Maisie’s Pink Cupcakes

Maisie was my grandmother by marriage but that’s really just semantics. She was sweet and lovely soul — a wonderful Grandmother – and everytime I had a birthday and asked for these festive pink cupcakes, she obliged.

Maisie’s Pink Cupcakes are adorable. They are pink, inside and out, and absolutely perfect for a little girl’s birthday…or a twenty-something girl’s birthday. Full of sugar-y sweetness and nice and moist, the recipe is fairly fool-proof so long as you are careful not to over-bake the wee cakes. Also, since you add both red food coloring and maraschino cherry juice to both the batter and frosting, you can decide just how pink you want your cupcakes.
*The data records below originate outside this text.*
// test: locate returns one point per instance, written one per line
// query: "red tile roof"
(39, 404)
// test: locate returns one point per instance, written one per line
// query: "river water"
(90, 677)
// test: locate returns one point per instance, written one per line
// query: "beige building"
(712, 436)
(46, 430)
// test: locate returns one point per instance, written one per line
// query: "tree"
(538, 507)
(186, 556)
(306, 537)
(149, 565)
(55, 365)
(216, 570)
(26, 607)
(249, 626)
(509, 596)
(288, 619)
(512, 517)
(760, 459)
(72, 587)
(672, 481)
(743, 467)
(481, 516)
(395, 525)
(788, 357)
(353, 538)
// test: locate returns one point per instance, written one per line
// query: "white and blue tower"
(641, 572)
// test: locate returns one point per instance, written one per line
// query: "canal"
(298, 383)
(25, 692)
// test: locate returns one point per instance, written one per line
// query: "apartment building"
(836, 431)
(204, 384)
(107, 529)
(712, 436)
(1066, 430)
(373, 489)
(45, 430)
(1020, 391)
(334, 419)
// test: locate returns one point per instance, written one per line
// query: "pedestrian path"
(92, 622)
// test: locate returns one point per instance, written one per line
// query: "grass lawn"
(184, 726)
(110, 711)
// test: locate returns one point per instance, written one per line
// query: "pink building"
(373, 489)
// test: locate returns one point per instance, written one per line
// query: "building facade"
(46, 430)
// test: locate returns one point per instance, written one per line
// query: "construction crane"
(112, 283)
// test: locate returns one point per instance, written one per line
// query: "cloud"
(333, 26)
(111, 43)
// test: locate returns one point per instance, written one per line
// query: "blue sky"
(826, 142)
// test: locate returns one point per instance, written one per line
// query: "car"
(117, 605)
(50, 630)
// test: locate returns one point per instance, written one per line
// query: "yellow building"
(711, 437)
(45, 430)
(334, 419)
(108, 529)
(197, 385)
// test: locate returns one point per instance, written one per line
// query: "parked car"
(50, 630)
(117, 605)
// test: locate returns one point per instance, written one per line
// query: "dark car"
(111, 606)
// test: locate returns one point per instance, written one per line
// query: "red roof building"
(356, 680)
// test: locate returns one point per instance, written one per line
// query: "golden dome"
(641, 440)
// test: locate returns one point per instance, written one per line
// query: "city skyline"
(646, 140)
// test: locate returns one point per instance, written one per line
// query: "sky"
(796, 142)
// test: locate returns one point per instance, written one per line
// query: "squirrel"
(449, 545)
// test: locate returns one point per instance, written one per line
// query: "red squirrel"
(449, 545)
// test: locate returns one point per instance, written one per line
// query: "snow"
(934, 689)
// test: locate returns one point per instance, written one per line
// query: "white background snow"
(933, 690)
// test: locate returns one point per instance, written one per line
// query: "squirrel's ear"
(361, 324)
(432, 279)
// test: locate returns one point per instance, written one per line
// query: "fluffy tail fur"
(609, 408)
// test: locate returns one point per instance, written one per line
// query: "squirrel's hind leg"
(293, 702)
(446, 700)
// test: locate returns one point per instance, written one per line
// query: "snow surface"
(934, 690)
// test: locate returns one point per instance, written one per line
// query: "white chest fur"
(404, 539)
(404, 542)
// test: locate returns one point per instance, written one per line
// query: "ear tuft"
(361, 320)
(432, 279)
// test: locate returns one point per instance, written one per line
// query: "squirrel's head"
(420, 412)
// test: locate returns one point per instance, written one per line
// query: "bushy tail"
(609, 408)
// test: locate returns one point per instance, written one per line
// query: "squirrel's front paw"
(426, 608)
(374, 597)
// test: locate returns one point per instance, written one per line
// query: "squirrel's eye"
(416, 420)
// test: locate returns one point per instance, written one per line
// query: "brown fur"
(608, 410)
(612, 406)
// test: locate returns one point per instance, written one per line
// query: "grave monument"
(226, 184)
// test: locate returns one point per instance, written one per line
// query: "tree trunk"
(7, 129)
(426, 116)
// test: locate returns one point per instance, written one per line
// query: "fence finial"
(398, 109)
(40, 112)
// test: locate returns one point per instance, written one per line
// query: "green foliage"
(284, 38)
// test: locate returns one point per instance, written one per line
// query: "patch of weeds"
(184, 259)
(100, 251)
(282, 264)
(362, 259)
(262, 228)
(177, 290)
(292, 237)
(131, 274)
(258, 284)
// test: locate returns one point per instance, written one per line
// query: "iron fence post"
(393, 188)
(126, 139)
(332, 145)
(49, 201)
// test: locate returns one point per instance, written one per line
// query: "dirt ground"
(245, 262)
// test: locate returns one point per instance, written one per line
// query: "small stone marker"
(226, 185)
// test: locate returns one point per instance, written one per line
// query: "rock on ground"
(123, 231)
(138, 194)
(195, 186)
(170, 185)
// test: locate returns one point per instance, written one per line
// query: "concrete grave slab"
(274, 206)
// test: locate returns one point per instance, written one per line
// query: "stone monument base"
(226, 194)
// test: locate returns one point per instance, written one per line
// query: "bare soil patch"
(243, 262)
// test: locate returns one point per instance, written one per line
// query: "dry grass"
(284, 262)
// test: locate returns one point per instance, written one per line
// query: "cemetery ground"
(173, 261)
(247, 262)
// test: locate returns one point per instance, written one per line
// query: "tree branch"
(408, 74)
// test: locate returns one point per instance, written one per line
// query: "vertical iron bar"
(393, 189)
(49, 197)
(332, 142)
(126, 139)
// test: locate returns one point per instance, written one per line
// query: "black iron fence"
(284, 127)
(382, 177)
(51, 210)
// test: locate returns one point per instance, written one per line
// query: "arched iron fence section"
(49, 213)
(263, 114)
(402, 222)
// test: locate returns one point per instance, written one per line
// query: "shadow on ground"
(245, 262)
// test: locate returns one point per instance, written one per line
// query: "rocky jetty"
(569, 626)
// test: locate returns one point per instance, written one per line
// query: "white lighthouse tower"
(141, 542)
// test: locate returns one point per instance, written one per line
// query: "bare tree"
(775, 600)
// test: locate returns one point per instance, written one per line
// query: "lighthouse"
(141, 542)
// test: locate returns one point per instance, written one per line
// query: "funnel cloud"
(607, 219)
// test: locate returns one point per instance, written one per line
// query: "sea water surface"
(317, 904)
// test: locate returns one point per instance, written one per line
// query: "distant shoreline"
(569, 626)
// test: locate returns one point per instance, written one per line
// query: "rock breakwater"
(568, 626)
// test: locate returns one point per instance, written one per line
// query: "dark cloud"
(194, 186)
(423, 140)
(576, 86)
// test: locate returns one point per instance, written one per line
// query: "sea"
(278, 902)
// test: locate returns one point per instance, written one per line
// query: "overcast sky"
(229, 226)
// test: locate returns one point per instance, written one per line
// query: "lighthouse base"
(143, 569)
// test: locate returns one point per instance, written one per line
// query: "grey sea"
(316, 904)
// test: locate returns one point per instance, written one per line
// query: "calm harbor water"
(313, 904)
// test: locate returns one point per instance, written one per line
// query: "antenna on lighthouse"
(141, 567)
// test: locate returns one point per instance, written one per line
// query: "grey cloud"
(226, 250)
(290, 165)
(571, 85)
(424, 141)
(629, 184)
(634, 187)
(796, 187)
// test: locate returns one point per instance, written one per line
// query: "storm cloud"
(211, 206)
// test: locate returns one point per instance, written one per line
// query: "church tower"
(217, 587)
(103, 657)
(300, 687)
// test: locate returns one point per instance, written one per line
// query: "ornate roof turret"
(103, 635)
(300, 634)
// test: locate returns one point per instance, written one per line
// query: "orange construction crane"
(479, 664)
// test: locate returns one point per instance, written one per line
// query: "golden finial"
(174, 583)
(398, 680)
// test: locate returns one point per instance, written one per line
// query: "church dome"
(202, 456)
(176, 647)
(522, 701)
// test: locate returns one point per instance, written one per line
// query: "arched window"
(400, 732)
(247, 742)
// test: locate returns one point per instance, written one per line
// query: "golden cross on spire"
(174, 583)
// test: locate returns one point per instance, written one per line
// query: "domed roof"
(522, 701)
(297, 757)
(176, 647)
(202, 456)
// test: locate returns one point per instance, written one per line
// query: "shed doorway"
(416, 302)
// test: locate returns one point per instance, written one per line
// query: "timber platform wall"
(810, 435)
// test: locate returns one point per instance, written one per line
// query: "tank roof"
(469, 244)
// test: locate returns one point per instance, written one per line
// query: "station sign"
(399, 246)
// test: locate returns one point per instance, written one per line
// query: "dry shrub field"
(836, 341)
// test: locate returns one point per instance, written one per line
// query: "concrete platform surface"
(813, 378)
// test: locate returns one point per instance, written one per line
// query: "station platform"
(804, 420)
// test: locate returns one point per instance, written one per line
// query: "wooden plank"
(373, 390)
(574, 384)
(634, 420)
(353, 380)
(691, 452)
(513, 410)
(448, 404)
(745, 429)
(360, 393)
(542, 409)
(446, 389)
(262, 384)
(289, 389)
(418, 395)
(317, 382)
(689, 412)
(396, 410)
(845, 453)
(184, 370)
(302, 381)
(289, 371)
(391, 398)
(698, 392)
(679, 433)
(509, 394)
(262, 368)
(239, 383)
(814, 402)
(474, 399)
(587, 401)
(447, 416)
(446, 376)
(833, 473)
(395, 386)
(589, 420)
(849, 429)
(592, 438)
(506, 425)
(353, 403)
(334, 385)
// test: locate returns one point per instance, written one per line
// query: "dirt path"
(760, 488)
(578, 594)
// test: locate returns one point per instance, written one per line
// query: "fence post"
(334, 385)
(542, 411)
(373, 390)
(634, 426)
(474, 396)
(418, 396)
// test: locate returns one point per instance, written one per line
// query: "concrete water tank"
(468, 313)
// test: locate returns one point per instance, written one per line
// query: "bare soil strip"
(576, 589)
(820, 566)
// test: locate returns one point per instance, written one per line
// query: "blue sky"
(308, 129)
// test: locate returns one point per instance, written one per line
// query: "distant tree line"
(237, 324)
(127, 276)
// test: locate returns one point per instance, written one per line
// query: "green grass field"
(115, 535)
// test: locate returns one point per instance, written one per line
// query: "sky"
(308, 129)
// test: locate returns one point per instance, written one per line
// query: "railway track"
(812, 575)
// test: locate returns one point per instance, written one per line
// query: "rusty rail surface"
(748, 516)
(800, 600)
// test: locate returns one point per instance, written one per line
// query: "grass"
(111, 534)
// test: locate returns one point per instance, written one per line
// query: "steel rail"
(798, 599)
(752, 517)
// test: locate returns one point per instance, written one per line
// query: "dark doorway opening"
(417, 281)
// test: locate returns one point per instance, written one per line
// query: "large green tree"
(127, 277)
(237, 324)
This recipe marks the first of the recipes to appear on Baking Vintage that use a boxed mix of some type. I used to be a little hesistant to use boxed mixes, it is a little like cheating, isn’t it? Then I realized that box mixes are pretty dang tasty and that you can also doctor them a little to make them your own: really, they aren’t cheating, just time-saving. However, if you really wish to make this recipe your own, simply omit the box mix and replace it with a simple white cake mix (one day this site with provide with one).

Maisie’s Pink Cupcakes (adapted from Maisie)

Cupcakes:

1 box white cake mix

½ teaspoon almond extract

3 tablespoons maraschino cherry juice

Red food coloring, add as much or as little as you like

Frosting:

¼ cup unsalted butter, softened

½ teaspoon almond extract

2 tablespoons maraschino cherry juice

2-3 cups icing sugar

2-3 tablespoons milk

Red food coloring, again, add as much or as little as you like

To prepare the cupcakes:

Preheat the oven to 350˚F. Line two standard-size muffin pans with cupcake liners and set aside. Mix the cake mix according to package directions, adding the maraschino cherry juice, almond extract, and food coloring when the oil, eggs and water are added.

Fill the each pan ⅔ full and bake for 21-24 minutes or a tester inserted into one of the cupcakes in the middle of the pan comes out clean. Allow to cool completely before frosting.

To prepare the frosting:

In a medium-sized bowl, add softened butter and beat for 1 minute with a hand mixer. Add almond extract, maraschino cherry juice and 2 cups of icing sugar and slowly mix with hand mixer till incorporated. Add additional icing sugar and milk slowly until desired consistency is achieved. Add red food coloring bit by bit until the frosting is the correct hue.

Once cooled, frost the cupcakes using a small off-set spatula or the back of a spoon. Enjoy.